Creating a Git repository in Cloudera Data Engineering

Git repositories allow teams to collaborate, manage project artifacts, and promote applications from lower to higher environments. Cloudera currently supports Git providers such as GitHub, GitLab, and Bitbucket. Learn how to use Cloudera Data Engineering with version control service.

Repository files can be accessed when you create a Spark or Airflow job. You can then deploy the job and use Cloudera Data Engineering's centralized monitoring and troubleshooting capabilities to tune and adjust your workloads. Cloudera Data Engineering automatically clones the project files and folders when a repository is created. Metadata such as file size and hash are also available. These files display as a read-only view in the Cloudera Data Engineering UI and users cannot delete or modify the files. This ensures a single source of truth and simplifies promotions.

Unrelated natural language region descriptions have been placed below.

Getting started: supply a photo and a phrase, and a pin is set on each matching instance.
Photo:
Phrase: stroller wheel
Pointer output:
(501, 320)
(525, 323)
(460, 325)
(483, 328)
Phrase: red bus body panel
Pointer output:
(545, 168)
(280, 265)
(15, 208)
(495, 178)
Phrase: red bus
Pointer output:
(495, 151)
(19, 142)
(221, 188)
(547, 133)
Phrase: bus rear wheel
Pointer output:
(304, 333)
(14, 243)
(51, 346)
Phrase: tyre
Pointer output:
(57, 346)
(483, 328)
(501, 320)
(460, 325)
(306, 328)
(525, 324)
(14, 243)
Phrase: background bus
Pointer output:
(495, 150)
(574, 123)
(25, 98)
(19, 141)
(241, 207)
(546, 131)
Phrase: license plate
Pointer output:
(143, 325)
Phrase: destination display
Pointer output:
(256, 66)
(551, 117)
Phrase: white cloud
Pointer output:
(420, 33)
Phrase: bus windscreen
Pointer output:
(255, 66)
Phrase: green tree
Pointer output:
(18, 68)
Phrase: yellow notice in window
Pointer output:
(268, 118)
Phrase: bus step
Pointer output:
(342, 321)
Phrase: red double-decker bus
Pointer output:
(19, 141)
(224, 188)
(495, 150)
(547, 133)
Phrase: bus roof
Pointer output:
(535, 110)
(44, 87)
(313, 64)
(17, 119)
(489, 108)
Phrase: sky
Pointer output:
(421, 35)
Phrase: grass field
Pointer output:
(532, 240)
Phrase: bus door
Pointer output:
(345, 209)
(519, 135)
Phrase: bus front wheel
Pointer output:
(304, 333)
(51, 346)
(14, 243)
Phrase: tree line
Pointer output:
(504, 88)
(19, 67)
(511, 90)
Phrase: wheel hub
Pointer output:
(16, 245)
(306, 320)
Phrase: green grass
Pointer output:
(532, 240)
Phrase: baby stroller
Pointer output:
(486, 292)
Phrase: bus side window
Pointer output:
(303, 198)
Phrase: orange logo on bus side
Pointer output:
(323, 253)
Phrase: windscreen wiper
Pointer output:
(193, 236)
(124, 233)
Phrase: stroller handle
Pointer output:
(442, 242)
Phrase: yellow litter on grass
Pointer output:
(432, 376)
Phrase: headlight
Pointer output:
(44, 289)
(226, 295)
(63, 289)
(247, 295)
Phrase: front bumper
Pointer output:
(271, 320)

Supported version control service providers: Cloudera currently supports the following version control service providers:
  • GitHub
  • GitLab
  • Bitbucket
To use a non-public Git repository, you must first create repository credentials using a workload secret for Cloudera Data Engineering using the CDE CLI as follows:

cde credential create --type basic --username myuser --name my-credential

The command above prompts you for a password where you can either provide your Personal Access Token (PAT) or provide a password for your Git repository account, for example, Github.
Limitations
When you create a Git repository in Cloudera Data Engineering, consider the following limitations:
  • Repository creation delay: Currently, during the repository creation, a prolonged loading screen is displayed due to a synchronous sync call.

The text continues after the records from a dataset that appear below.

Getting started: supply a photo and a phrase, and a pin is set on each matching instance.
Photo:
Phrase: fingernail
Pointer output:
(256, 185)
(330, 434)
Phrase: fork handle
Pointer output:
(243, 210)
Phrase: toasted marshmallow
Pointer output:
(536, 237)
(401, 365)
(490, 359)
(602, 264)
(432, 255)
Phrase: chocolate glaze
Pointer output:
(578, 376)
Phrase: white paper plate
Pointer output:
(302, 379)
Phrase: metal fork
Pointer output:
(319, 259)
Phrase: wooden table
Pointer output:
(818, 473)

  • Incorrect sync status: The sync status shown is active, even if the syncronization is still in progress. Git hash and file updates for large repositories are delayed even after a sync successful message.

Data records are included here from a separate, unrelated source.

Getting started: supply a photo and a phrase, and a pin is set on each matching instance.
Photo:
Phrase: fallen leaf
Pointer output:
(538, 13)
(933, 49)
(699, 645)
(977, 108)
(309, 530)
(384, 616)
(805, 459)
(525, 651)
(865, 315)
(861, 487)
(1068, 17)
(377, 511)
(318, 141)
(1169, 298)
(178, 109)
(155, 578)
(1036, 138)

  • Search scope limitation: The current repository search is not recursive and it only operates within the current folder.
Size limitations
  • The maximum size for an individual file is 100MB, which is enforced by GitHub.
  • Cloudera recommends the following:
    • Store up to 1000 files in a folder.
    • Store a maximum of 10 000 files in a repository.
    • Keep the total repository size below 1GB.
  1. In the Cloudera console, click the Data Engineering tile. The Home page displays.
  2. Click Repositories in the left navigation menu.The Repositories page displays.
  3. Click Create Repository. The Create A Repository dialog box displays. Enter the following fields for the repository:
    1. Repository Name - Enter a name for the repository.
    2. URL - Enter the repository URL (https only).
    3. Branch - Enter the name of the git branch.
    4. Select a credential from the Select Credential drop-down list. The credentials can be created using the Cloudera Data Engineering CLI.
    5. Select Skip TLS. Select this option if the server uses a self-signed CA certificate that Cloudera Data Engineering does not trust. This allows Cloudera Data Engineering to skip the security check and clone the repository.
  4. Click Create.